| name | tma-illegal-instruction |
| description | Diagnose CUDA "illegal instruction" / kernel crashes on Triton kernels that reference to TMA loads or stores (`make_tensor_descriptor`, `TensorDescriptor`, `descriptor.load`, `descriptor.store`, `tl.async_descriptor_load`, async TMA copies) as the source code line. Use when the user reports CUDA error 716, "an illegal instruction was encountered", segfault inside a TMA op, kernel hang followed by an illegal instruction trap, or a crash that only fires on the first or last tile of a launch. Covers the pattern where a TMA store/load is issued at an offset entirely past a tensor's shape — TMA does NOT silently mask out-of-bounds tile accesses; it traps. The root cause is almost never "missing in-kernel mask" — it is commonly a structural launcher / tile-mapping bug.
|
TMA Illegal Instruction
Symptom
CUDA reports "an illegal instruction was encountered" (error 716), or the
kernel crashes inside a TMA op, on a Triton kernel that uses TMA descriptors
(TensorDescriptor, tl.make_tensor_descriptor, desc.load(...),
desc.store(...), async TMA copies, etc.).
The crash is likely tile-dependent — appears only at certain grid values.
This is likely because the tile out of bounds is entirely past the
shape of the TME store.
Diagnosis ladder
Walk these in order. Don't skip ahead — the first check is the cheapest and
the most often correct.
-
Find the faoiling TMA p. From the stack trace / sanitizer output / IR
dump, identify which descriptor.load(...) or descriptor.store(...)
crashed. Note the offsets it was called with (e.g.
[pid_m * BM, pid_n * BN]) and the descriptor's declared shape.
-
Reconstruct the failing tile's starting offset. For the failing
program/iteration, compute the literal integer offsets passed to the TMA
op. For each axis i of the descriptor, ask: is off_i >= shape_i?
If yes, that is the bug. The launcher / tile-mapping logic put a program
in a region that does not exist.
-
Confirm by debug messaging. Determine either the grid or value
(could be a jagged tensor) information that is causing the failure.
Add a tl.device_print call to the kernel with an if that skips the
operation. NOTE: This is the not a proper solution!
-
Only after the structural bug is identified, determine whether the right
fix is launcher/grid dependent or runtime data dependent. If the latter,
identify how this shape can be reached.
Anti-pattern: "just add a mask"
The common temptation is to wrap the failing TMA op in
if off_m < M and off_n < N: (or to fall back to tl.load with a mask).
Resist this. It silences the symptom but:
- Hides the structural bug — the kernel is still launching programs that own
no work, wasting a CTA per stray program.
- Often masks correctness issues elsewhere — if the kernel reached an
out-of-bounds tile, the
tile_id it computed for the previous tiles is
also suspect.
- For epilogue stores, the masked-out tile's accumulator was still computed
from junk loads further up the kernel — meaning some other tile may have
written wrong data that the mask doesn't catch.

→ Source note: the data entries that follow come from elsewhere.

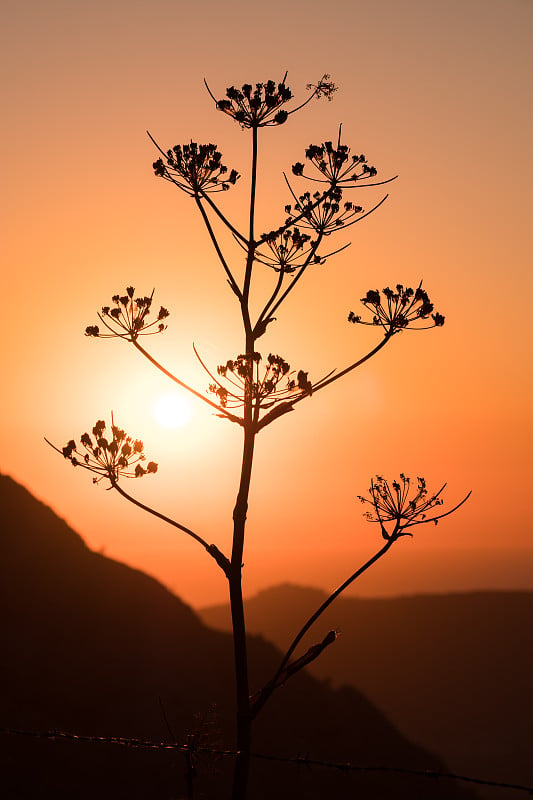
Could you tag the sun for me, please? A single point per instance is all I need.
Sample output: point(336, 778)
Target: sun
point(172, 410)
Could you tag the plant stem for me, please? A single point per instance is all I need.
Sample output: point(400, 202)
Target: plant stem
point(271, 686)
point(237, 615)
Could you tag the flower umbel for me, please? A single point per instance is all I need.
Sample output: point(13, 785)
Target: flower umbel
point(127, 319)
point(108, 457)
point(195, 168)
point(399, 309)
point(256, 106)
point(323, 213)
point(401, 505)
point(270, 384)
point(260, 106)
point(335, 164)
point(288, 248)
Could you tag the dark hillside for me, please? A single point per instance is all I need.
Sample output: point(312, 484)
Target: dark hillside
point(91, 646)
point(453, 672)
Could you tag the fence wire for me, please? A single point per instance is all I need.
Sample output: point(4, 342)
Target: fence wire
point(192, 749)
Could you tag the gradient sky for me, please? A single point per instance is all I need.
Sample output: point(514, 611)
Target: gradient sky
point(438, 93)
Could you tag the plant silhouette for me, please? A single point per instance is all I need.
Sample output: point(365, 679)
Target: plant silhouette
point(252, 389)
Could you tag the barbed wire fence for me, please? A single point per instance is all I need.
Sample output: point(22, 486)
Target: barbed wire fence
point(192, 749)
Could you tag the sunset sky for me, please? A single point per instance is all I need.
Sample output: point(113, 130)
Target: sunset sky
point(436, 93)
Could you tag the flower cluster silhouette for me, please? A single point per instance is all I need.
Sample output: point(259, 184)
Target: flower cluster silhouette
point(127, 319)
point(196, 169)
point(398, 309)
point(108, 457)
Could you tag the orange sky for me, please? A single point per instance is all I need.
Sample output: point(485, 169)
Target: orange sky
point(439, 94)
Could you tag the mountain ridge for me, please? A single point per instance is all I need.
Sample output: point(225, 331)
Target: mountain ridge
point(97, 648)
point(450, 670)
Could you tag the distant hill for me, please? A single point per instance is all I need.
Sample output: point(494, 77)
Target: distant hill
point(96, 648)
point(453, 672)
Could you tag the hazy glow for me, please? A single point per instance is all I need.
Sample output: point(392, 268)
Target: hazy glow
point(172, 410)
point(436, 95)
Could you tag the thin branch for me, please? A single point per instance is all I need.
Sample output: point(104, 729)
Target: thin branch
point(273, 683)
point(285, 408)
point(224, 219)
point(222, 411)
point(213, 551)
point(214, 241)
point(290, 287)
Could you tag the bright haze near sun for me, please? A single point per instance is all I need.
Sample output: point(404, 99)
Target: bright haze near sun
point(171, 410)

In-kernel masks are fine for genuinely ragged shapes (real K not a multiple
of BLOCK_K, etc.), but a TMA illegal instruction is a different signal — it
says "the launch contract is wrong", not "this iteration is ragged".
Verify the fix
For the failing tile/iteration, the kernel should be able to assert
off_i < shape_i for every TMA op. The verification protocol:
- Add temporary
tl.device_assert(off_i < shape_i, "...") calls (or print
the offsets) before the suspected TMA op and re-run with the same shape
that crashed.
- Confirm the assert fires at the same iteration the illegal instruction
was hitting — that proves you found the actual offending access.
- Apply the structural fix (launcher / grid / descriptor).
- Re-run the same shape: the asserts no longer fire and the illegal
instruction is gone. If the asserts pass but the crash remains, it is a
different TMA op or a different bug class — go back to step 1 of the
diagnosis ladder.
Removing tl.device_assert after verification is required; the structural fix
is what you ship. The code should NOT introduce a new if statement directly over
just the TMA operation (that is typically wrong).